Moosleerau

Tempo 30 auf der Hauptstrasse hat kaum Chancen

Der Fussgängerstreifen beim Volg soll ungefähr 80 Meter Richtung Kirchleerau verschoben und mit einer Mittelinsel versehen werden. Damit soll die Sicherheit für Fussgänger verbessert werden. EFu/Archiv

Der Fussgängerstreifen beim Volg soll ungefähr 80 Meter Richtung Kirchleerau verschoben und mit einer Mittelinsel versehen werden. Damit soll die Sicherheit für Fussgänger verbessert werden.

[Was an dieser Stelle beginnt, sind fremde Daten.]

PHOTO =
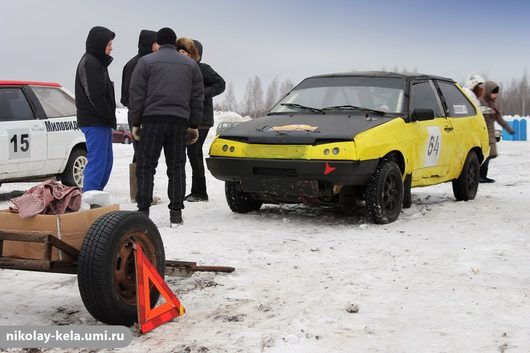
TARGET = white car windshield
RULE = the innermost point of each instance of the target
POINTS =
(321, 94)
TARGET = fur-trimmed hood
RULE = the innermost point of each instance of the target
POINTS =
(145, 42)
(97, 41)
(188, 45)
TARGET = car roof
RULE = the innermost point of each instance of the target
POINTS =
(31, 83)
(407, 76)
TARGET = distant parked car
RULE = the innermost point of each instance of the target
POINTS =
(122, 134)
(225, 125)
(39, 136)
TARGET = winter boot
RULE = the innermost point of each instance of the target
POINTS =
(175, 217)
(198, 190)
(144, 212)
(133, 185)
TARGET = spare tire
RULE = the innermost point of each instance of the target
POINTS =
(106, 271)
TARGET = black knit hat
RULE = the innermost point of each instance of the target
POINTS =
(166, 36)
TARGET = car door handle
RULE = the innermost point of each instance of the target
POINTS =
(37, 127)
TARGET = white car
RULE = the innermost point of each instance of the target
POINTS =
(39, 136)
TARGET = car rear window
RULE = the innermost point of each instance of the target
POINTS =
(55, 102)
(14, 105)
(457, 103)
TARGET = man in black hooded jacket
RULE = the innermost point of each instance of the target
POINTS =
(146, 45)
(214, 85)
(96, 106)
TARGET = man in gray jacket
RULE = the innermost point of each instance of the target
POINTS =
(166, 100)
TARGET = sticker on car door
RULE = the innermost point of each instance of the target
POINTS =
(19, 143)
(434, 146)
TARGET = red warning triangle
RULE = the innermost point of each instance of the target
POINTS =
(149, 318)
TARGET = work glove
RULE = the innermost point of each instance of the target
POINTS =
(136, 132)
(192, 136)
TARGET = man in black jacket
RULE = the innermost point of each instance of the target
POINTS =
(96, 106)
(146, 45)
(166, 101)
(214, 85)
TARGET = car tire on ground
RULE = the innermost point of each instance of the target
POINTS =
(75, 167)
(384, 193)
(240, 201)
(106, 266)
(466, 186)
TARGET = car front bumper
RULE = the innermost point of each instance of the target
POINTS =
(256, 174)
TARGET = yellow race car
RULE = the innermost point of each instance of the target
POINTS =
(354, 139)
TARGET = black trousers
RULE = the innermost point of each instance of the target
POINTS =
(195, 155)
(172, 138)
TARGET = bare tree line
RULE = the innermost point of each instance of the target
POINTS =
(514, 96)
(255, 101)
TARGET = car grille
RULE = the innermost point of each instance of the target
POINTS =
(281, 172)
(276, 151)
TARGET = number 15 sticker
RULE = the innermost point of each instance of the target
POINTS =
(19, 143)
(434, 146)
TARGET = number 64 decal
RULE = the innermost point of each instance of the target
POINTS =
(19, 143)
(434, 146)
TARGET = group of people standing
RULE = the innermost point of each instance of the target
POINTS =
(484, 94)
(168, 92)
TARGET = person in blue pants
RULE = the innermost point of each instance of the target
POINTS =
(96, 106)
(100, 157)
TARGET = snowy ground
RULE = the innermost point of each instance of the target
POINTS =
(445, 277)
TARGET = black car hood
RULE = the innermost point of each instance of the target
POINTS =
(304, 128)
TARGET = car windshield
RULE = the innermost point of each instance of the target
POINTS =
(380, 94)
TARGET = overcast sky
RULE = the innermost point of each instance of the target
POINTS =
(44, 39)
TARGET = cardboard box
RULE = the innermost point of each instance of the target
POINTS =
(69, 227)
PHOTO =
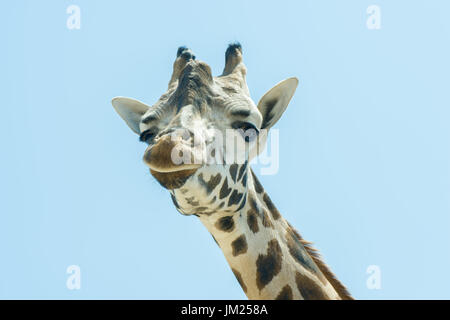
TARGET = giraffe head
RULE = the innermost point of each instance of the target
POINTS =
(204, 131)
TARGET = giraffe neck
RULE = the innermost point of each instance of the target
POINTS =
(268, 257)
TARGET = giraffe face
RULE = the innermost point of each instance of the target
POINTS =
(202, 133)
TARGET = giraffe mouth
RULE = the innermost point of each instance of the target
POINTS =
(174, 179)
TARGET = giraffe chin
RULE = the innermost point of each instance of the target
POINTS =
(173, 180)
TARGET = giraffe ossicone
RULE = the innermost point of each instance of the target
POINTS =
(201, 135)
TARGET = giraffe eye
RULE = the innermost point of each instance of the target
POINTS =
(147, 135)
(247, 130)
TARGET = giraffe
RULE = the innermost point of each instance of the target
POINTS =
(268, 257)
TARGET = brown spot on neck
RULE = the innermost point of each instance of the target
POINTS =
(239, 245)
(285, 293)
(309, 289)
(239, 279)
(268, 265)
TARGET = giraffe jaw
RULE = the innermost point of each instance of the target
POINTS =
(173, 179)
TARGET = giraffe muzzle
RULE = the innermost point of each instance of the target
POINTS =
(165, 160)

EFu/Archiv

Gegen die Lärmbelastung sind Massnahmen geplant, das hohe Verkehrsaufkommen auf der Hauptstrasse bleibt aber ein Problem.

Bis 15 000 Fahrzeuge werden in 20 Jahren täglich die Luzernerstrasse in Moosleerau passieren, auf rund 3700 Bewegungen schätzen die Experten des Kantons das zukünftige Verkehrsaufkommen auf der Attelwilerstrasse. Grund genug, Lärmschutzmassnahmen zu ergreifen und die Anwohner insbesondere beim Einbau von Schallschutzfenstern finanziell zu unterstützen. Der Kanton hat daher ein Sanierungsprojekt für die Strassen K 108 und K 326 erarbeitet, am Mittwochabend informierten die Verantwortlichen über die Details.

260 Personen sind betroffen

In Moosleerau kommt es bei 40 Liegenschaften und sieben unbebauten Parzellen zu einer Überschreitung der Immissionsgrenzwerte, etwa 260 Personen sind davon betroffen. Der freiwillige Einbau von dreifach verglasten Schallschutzfenstern bei den lärmbelasteten Häusern wird zu 50 Prozent von der öffentlichen Hand unterstützt, in Schlafräumen können zu denselben Konditionen zusätzlich Schalldämmlüfter montiert werden, welche bei geschlossenen Fenstern die Frischluftzufuhr gewährleisten. Die Umsetzung der Massnahmen ist für das dritte Quartal 2016 vorgesehen.

Zusätzlich sind der Einbau von lärmarmen Strassenbelägen und die Errichtung von Einfahrtsbremsen beim Dorfeingang geplant. Während diese Massnahmen auf der Attelwilerstrasse bereits bei der laufenden Sanierung realisiert wurden, ist die Belagserneuerung der Luzernerstrasse erst in mehreren Jahren fällig.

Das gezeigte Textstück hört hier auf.